Ce mercredi sort le tout dernier film de James Mangold avec Christian Bale au volant et Matt Damon. Retraçant la course folle de Ford dans les sixties, Mangold propose un film solide et plein de bons sentiments.

Synopsis : Dans les années 1960, une intense rivalité oppose Ford à Ferrari. Carroll Shelby est chargé par Henry Ford II de construire une voiture capable d’anéantir la suprématie de Ferrari pour les 24 Heures du Mans 1966.

Avec Jez Butterworth, John-Henry Butterworth et Jason Keller au scénario, Mangold s’offre un biopic de choix. Ce n’est pas le premier film basé sur la vie de personnalités publiques pour le réalisateur. En effet, on se rappelle de l’incroyable Walk The Line avec Joaquin Phoenix dans le rôle de Johnny Cash. Ici le challenge est de taille, il ne s’agit pas d’un homme mais de 2 et surtout d’un évènement. Ce film retrace l’histoire de Caroll Shelby (ancien champion devenu fabricant local) tentant de construire une voiture pour battre Ferrari. Pour se faire, il a besoin de son ami, le conducteur têtu Ken Miles. Entre combats sur la piste et avec les firmes et les dirigeants, Le Mans 66 propose un film réaliste et puissant.
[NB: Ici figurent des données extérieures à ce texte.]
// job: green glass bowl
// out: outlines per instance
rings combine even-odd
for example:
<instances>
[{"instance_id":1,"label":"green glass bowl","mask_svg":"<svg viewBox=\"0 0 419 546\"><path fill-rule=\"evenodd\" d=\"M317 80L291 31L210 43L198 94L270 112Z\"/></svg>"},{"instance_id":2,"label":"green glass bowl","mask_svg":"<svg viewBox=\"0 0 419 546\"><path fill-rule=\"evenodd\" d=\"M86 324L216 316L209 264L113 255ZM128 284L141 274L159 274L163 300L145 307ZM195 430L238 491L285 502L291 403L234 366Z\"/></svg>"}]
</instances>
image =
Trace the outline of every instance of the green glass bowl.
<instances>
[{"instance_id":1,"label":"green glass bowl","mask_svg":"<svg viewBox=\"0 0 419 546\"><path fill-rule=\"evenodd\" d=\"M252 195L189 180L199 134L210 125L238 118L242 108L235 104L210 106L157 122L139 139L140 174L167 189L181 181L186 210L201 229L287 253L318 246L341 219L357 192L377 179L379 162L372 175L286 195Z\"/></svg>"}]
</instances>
C’est donc une farandole de belles voitures et de carrosserie que l’on peut voir dans ce film. On pense aux écuries Ferrari, Ford et toutes les voitures aujourd’hui de collection qu’on peut apercevoir. Entre tout ces combats de testostérone on a également un aperçu de la famille de Ken Miles, de sa femme et de son fils.

Si on peut reprocher à l’histoire une vision super manichéenne et très ethnocentrée (USA YEEAH), on peut surtout reconnaître le talent des acteurs. Christian Bale ne cesse de surprendre que ce soit dans sa posture ou son accent. Matt Damon également est toujours dans la justesse et joue à merveille l’ancienne star au bon cœur.

“Nous, les pilotes, on a trouvé ça hollywoodien. Ces séquences sont longuettes, et il y a des erreurs. (…) Quand on roule à 300 à l’heure, on ne tourne pas la tête pour regarder dans les yeux le pilote que l’on double, ce qui apparaît dans plusieurs scènes du film. À cette allure-là, on regarde devant, seulement devant !” – Gérard Larrousse ancien pilote

Ce film est également une critique, celle des grosses entreprises préférant remplir leurs checklist plutôt que de prendre des risques. On à un gros méchant identifié dès le début (ce qui est dommage) ainsi qu’un rival (Ferrari), bref tout est là pour un parfait divertissement. Divertissement d’une part intéressant mais surtout bien fait, que ce soit dans les mouvements de caméras ou dans la construction des plans. Le film est beau et bon et saura plaire aux amateurs de voitures comme aux novices.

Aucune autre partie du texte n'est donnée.